Champerty holds firm in Ireland as Supreme Court rejects third-party funding

Denham: complex policy issues

The Irish Supreme Court has ruled that third-party litigation funding is champertous, citing statute dating back to 1634, and so banned Harbour Litigation Funding from backing a major commercial case.

Chief Justice Susan Denham, giving the lead judgment, said changing the law was a matter for legislation, not the court, given the “complex” policy issues involved.

“The proposed investment agreement is a funding agreement which is champertous, and hence it is unlawful,” she ruled simply.

That the case was described as one of “immense public importance” was not relevant. It concerns allegations that there was impropriety in a tender process resulting in the award of a mobile phone licence in 1996 which caused the claimants loss.

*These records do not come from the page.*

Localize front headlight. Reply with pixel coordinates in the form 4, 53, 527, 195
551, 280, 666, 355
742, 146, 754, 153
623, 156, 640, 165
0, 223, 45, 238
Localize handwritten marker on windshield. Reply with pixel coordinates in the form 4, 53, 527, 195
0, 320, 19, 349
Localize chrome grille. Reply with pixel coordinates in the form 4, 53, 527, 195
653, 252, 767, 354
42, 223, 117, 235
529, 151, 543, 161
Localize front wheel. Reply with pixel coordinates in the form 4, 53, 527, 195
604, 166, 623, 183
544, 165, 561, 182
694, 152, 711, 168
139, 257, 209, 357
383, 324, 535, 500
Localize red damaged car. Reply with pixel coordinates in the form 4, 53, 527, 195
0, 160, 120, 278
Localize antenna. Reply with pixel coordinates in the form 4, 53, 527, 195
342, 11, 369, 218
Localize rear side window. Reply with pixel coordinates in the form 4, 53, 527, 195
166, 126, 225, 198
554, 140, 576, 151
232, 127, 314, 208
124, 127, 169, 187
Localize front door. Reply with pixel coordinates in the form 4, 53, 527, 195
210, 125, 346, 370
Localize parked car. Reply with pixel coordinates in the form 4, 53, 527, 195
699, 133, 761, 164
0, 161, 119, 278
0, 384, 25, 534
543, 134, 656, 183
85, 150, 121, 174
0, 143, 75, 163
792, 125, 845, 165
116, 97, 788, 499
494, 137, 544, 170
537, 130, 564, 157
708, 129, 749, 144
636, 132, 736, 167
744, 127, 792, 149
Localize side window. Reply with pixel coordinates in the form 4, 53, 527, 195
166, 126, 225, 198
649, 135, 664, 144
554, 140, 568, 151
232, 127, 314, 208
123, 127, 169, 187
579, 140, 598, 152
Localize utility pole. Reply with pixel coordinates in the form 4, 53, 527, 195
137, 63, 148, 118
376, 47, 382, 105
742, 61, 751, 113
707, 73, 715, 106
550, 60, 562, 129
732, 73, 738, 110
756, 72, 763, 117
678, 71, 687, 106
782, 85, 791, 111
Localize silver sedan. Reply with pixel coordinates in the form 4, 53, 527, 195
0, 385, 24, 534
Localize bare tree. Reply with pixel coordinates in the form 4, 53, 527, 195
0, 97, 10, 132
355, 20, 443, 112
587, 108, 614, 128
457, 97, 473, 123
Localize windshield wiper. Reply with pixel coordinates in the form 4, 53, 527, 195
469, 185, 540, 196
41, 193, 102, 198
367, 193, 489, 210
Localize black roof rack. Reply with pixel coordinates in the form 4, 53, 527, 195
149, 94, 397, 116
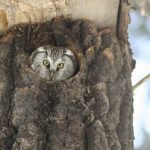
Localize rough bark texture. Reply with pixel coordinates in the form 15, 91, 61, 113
0, 0, 134, 150
0, 0, 119, 33
0, 18, 134, 150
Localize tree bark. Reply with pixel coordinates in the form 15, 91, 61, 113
0, 0, 134, 150
0, 0, 119, 33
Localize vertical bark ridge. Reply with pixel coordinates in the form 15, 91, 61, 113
116, 41, 134, 150
85, 31, 133, 150
11, 33, 51, 149
0, 37, 16, 150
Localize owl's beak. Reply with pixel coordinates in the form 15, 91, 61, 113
49, 70, 54, 80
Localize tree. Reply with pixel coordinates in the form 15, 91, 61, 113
0, 0, 134, 150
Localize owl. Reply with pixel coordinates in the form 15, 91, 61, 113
29, 45, 77, 81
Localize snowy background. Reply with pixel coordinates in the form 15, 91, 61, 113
128, 10, 150, 150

Denham CJ said she was, however, concerned that the defendants and third party “who vigorously opposed the plaintiffs’ motion are beneficiaries if the case does not proceed”.

She continued: “This may be a matter for consideration at another time and place. There is a long history at the Bar, and amongst solicitors, of taking cases on a ‘no foal, no fee’ basis. Many of the most important cases have been taken in such circumstances. Or, perhaps an alternative route may be found, whereby the litigation would cost less.”

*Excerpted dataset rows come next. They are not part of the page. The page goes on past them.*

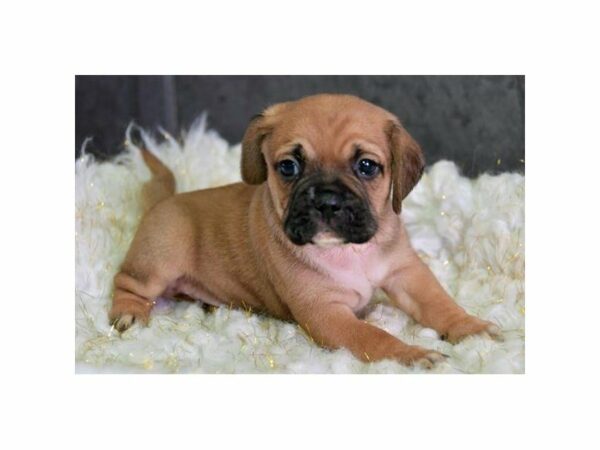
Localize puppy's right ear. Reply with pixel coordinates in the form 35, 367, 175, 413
386, 120, 426, 214
241, 114, 270, 184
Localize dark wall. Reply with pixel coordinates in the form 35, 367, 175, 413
76, 75, 524, 177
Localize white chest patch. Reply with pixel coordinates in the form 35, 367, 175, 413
303, 242, 390, 311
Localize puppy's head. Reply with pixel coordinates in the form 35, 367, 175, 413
241, 94, 424, 247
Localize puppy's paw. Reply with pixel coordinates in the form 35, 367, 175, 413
110, 313, 137, 333
109, 299, 152, 334
396, 346, 448, 369
441, 316, 503, 343
414, 351, 448, 370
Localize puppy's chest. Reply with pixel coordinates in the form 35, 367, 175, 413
305, 244, 389, 310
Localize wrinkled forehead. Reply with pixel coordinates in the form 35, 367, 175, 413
265, 97, 393, 161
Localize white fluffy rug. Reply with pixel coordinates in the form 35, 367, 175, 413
75, 117, 525, 374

The court upheld, by a majority of four to one, a High Court ruling, which the judge noted that it was not a constitutional challenge where the court was asked to examine the constitutionality of the offences and torts of maintenance and champerty.

Mr Justice Clarke, concurring, said it was “at least arguable that there is a very real problem in practise [sic] about access to justice. An assessment of the precise extent of the problem would require detailed evidence and, therefore, nothing which I say should be taken as indicating a concluded view.

“Nonetheless it is worth recording that the experience of the courts suggests that there may well be problem, that it may well be significant and that there are at least arguable grounds for suggesting that it is growing.”

Susan Dunn, Harbour’s head of funding, said: “Both we and the claimants are disappointed by today’s outcome. We spent a lot of timing reviewing this claim and still believe it to be one of the most meritorious cases we have ever considered, and one in the public interest, and that it should be pursued.

“It is a shame if meritorious claims such as this still cannot be pursued in Ireland, simply for lack of funding.”

Steven Friel, an Irish solicitor who is chief executive of Woodsford Litigation Funding, said he thought the concerns expressed by Denham CJ’s indicated that she would prefer that litigation funding be permitted in a case like this.

“Notwithstanding the decision, I am confident that it is only a matter of time before Ireland permits litigation funding. The Supreme Court has effectively invited the Irish parliament, the Oireachtas, to legislate.

“Just as Singapore and Hong Kong are legislating to get rid of the ancient principles of champerty and maintenance, which are not fit for purpose in a modern dispute resolution system, so too should Ireland.”